The paradox of this year’s worsening food shortage is the presence of plentiful quantities of food in many markets throughout the country. “There is a relatively good flow of food into the markets in Niger, yet prices remain extremely high,” said Ferrera. “Since 2008 there has been a lot of speculation and tension in the markets. There has been good food production in neighboring countries, yet prices are abnormally high.”
The potential for high food prices to cause food insecurity and famine has been criticized in recent years. Speculation in agricultural commodities on the international financial markets since 2006 has been blamed for price increases of
up to 300 percent for some basic foodstuffs, including rice and cereals, a phenomenon described by UN special rapporteur on
the right to food, Jean Ziegler, as “silent mass murder.”
“There is food in the markets but the purchasing power of the people is very weak,” said Mahamadou Danda, Niger’s prime minister. “Without assistance, the people cannot afford to buy it.”
The willingness of the authorities to acknowledge the severity of the situation has surprised many aid workers. A military junta toppled the elected government in a coup in February, but is gradually receiving the backing of the international community amid the promise of elections early next year.
The authorities say they are doing their best to address the food crisis. “We are now dealing with two or three emergencies,” said Colonel Abdoulkarim Goukoye, head of a high commission for food security and a member of the junta. “Over the last week the first rains have caused heavy flooding. There are villages where everything has been completely destroyed.

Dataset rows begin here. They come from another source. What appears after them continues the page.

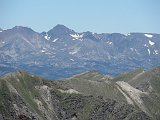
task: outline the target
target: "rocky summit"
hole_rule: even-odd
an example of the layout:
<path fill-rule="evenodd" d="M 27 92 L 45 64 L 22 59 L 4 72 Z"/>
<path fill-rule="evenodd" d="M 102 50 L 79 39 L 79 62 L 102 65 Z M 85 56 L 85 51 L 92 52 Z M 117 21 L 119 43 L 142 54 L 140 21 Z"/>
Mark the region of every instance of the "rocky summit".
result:
<path fill-rule="evenodd" d="M 78 33 L 64 25 L 38 33 L 0 29 L 0 75 L 25 70 L 48 79 L 85 71 L 117 75 L 160 65 L 160 34 Z"/>

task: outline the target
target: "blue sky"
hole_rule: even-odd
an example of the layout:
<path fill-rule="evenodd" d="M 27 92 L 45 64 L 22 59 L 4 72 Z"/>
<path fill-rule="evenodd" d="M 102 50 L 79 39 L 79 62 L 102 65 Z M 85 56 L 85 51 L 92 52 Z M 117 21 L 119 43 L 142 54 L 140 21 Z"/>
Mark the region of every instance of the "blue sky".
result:
<path fill-rule="evenodd" d="M 0 27 L 160 33 L 160 0 L 0 0 Z"/>

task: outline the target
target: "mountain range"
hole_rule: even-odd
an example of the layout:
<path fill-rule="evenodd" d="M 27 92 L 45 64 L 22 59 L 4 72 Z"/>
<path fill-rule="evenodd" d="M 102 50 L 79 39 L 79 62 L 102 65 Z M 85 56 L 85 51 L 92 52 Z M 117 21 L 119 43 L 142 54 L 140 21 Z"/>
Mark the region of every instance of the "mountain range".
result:
<path fill-rule="evenodd" d="M 0 29 L 0 75 L 25 70 L 63 79 L 96 70 L 118 75 L 160 65 L 160 34 L 78 33 L 64 25 L 38 33 L 16 26 Z"/>
<path fill-rule="evenodd" d="M 160 67 L 53 81 L 12 72 L 0 77 L 0 120 L 159 120 L 159 86 Z"/>

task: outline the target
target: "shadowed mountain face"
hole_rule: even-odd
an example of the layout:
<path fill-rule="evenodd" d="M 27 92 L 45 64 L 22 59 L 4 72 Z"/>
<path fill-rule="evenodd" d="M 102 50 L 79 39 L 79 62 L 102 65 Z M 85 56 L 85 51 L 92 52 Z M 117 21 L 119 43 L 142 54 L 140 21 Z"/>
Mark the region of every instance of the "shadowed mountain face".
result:
<path fill-rule="evenodd" d="M 0 77 L 3 120 L 159 120 L 160 68 L 115 78 L 96 71 L 49 81 L 18 71 Z"/>
<path fill-rule="evenodd" d="M 77 33 L 64 25 L 37 33 L 16 26 L 0 30 L 0 74 L 23 69 L 49 79 L 88 70 L 117 75 L 160 65 L 160 35 Z"/>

“We are also facing problems of security in northern regions where teams cannot gather information and reach certain parts. In addition this is a nomadic population, which is constantly moving, making it hard to assess the needs.”
Experts say the security situation — including armed rebellions in some oil and uranium rich areas of Niger, and the activity of groups linked to al-Qaeda around the desert borders — have complicated efforts to distribute food.
Last week it emerged that Michel Germaneau, a 78-year-old French aid worker kidnapped near the border
with Mali, was executed by the group
al-Qaeda in the Islamic Maghreb three months after his capture. “We are very concerned about the security situation,” said Ferrera. “It is a major handicap that prevents us from the proper monitoring of food insecurity.”
But international organizations say that the immediate obstacle preventing them from meeting the urgent food needs of hundreds of thousands in Niger is a donor shortfall of over US$100 million.
“It has been very difficult to raise enough funds,” said Ferrera. “There is a lot of donor fatigue [and] many countries are suffering austerity measures. Funding contributions are coming in slowly, but the window for buying food is now.”
At the food queue on the road to Tillaberi, Ramatou, 19, heavily pregnant but painfully thin, waits for her rations.
“I don’t know how this will be enough,” she said. “I remember food problems when I was a child, but nothing like this. And now that I have my own children I don’t know how we will cope. I am afraid a time will come when we will just have to go without food.”